Tiling the pool steps, part 2

April 13, 2012 Leave a comment

The grouting of the steps was done today.

I find the technique quite extraordinary: a large proportion of the tiled area is covered with grout before it is wiped off.

The pool steps being grouted

The steps have a bit of a ‘Battenburg cake’ look about them, but I think that will calm down when the grout starts to get dusty and chalky like it has on the floor (which has the same colour grout).

The finished article

At least the steps look neat now. All I need to do is tidy up round them!

Tiling the pool steps, part 1

April 10, 2012 1 comment

Just before Easter, I had a phonecall from the man who tiled the floor and the bathroom walls upstairs. He said he had a few days without any scheduled work, and did we have a use for him?
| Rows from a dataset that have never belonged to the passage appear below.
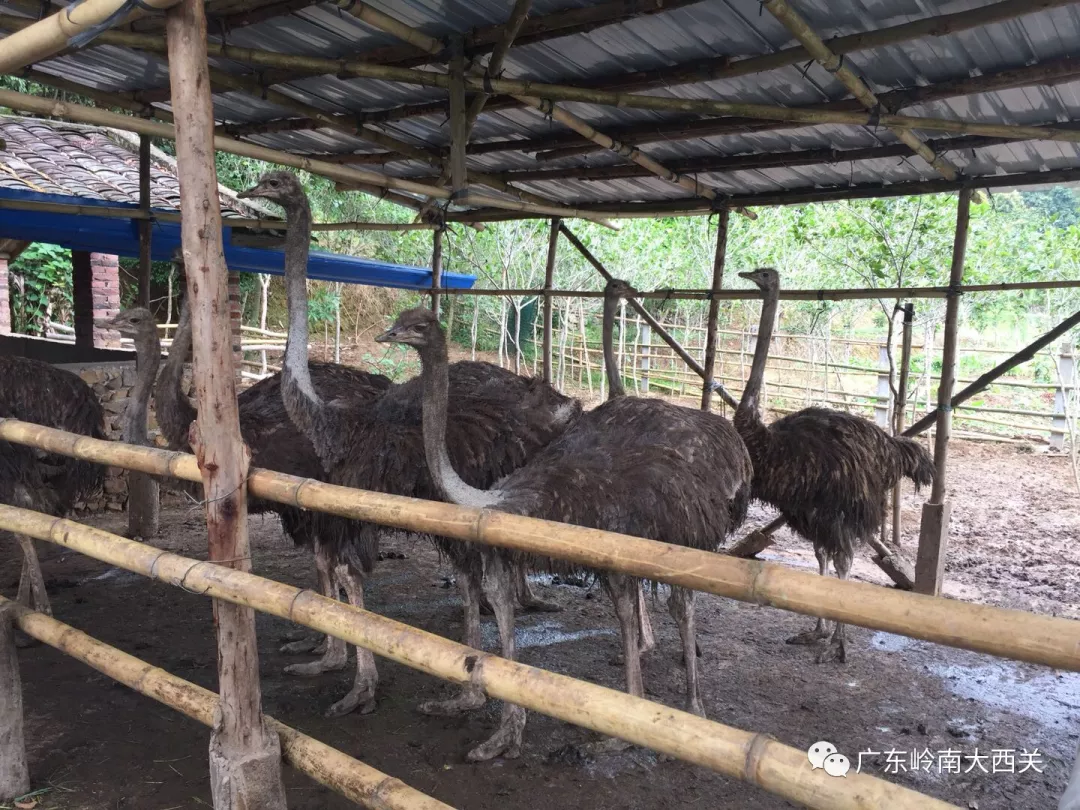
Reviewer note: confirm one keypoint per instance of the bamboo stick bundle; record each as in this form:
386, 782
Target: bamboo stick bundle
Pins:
732, 752
340, 772
1013, 634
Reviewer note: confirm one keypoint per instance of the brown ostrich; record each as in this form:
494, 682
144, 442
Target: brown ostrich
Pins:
277, 444
499, 422
638, 467
42, 393
826, 471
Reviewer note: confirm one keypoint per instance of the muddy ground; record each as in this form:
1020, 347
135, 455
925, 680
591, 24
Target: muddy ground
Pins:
95, 745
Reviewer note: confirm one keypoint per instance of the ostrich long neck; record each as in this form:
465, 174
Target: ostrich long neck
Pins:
147, 360
175, 413
610, 366
747, 409
435, 376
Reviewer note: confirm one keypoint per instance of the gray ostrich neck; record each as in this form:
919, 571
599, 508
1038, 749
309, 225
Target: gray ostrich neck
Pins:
147, 361
297, 244
435, 375
610, 366
748, 405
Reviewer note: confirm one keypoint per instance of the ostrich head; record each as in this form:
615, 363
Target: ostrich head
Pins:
134, 323
281, 187
766, 278
417, 327
619, 288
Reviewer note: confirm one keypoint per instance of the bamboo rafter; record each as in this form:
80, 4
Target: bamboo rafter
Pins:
755, 758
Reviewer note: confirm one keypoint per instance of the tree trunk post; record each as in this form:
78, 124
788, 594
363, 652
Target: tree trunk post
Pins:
549, 279
905, 363
14, 774
714, 306
933, 532
436, 267
244, 755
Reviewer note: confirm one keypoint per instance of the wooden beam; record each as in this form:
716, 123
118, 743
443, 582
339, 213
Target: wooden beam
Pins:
794, 22
245, 755
933, 532
714, 307
549, 279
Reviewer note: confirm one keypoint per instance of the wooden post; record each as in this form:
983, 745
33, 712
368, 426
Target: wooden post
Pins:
14, 774
549, 278
244, 755
1065, 372
144, 500
905, 362
436, 268
933, 534
714, 306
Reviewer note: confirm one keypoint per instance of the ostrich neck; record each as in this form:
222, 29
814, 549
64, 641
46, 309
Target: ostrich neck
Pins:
175, 413
435, 376
297, 245
610, 366
748, 405
147, 361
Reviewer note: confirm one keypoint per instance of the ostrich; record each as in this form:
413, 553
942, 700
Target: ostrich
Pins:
277, 444
42, 393
826, 471
499, 421
637, 467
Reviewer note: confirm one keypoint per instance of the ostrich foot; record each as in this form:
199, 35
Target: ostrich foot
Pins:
360, 697
505, 742
834, 651
308, 644
467, 700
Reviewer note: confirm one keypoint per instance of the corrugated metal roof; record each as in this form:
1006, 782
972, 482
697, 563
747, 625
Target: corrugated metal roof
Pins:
700, 30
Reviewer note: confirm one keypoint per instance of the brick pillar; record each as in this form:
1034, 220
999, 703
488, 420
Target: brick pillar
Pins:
234, 321
96, 293
4, 301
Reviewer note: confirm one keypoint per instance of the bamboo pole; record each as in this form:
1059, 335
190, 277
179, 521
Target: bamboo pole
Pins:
244, 755
933, 532
364, 69
1013, 634
549, 278
42, 39
351, 778
356, 177
714, 307
794, 22
732, 752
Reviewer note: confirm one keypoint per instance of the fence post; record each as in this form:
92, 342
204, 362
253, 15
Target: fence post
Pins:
14, 774
645, 352
883, 390
244, 753
1066, 368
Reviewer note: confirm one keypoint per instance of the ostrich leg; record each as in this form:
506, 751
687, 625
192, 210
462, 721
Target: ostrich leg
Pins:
31, 569
527, 597
836, 649
819, 633
471, 696
336, 655
309, 642
499, 588
682, 609
362, 693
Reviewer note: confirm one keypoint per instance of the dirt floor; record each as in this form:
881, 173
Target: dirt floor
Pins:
95, 745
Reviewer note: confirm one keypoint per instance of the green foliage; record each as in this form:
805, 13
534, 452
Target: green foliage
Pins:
40, 288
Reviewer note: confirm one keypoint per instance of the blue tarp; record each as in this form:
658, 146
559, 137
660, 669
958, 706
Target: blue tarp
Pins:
120, 238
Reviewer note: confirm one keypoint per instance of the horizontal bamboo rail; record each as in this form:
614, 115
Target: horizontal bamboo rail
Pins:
340, 772
732, 752
996, 631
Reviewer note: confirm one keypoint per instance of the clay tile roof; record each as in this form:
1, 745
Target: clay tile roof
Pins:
55, 158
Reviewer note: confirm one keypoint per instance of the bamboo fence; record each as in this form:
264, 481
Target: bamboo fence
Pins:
340, 772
The pool steps after the 'first fix' of tiling

Since he did a very nice job last time, I asked him to quote for tiling the pool steps we had constructed out of blocks. His price was fine.

He started today with 2 sessions, morning and afternoon.

After coating all the surfaces of the blocks with mortar, including embedding some little strips of levelling metal, he laid the treads and the risers though not yet the sides of the steps.

I gave him tiles left over from doing the floor, so the steps will look like an ‘organic’ part of the room, but for the risers he used spare tiles from the kitchen!

There are little coloured spacers sticking out everywhere. Plus some anti-dog measures …

He’s an unbelievably meticulous worker with very strong aesthetic ideas – I’m delighted to let him get on with it!

Cock and hen

March 12, 2012 Leave a comment

I had an unexpected visit today from 2 Albanian brothers who have worked for us (separately) in the past. They wanted to see how we were getting on and – probably – check whether anyone else has worked for us recently.

The older of the brothers helped us with the construction of a retaining wall next to the house, for which Clive directed the coping and I had the task of explaining that it was called ‘cock and hen’.

Part of the wall with its cock and hen coping

The idea of this traditional technique was, originally, that any over-large or awkwardly-shaped stones that couldn’t be fitted into the lines of the body of the wall would find a home on top. A stone that stood up and a stone that lay down were alternated, hence the name.

The wall was made 4 years ago but the name had stuck in its builder’s memory – ‘gallo e gallina’ in Italian!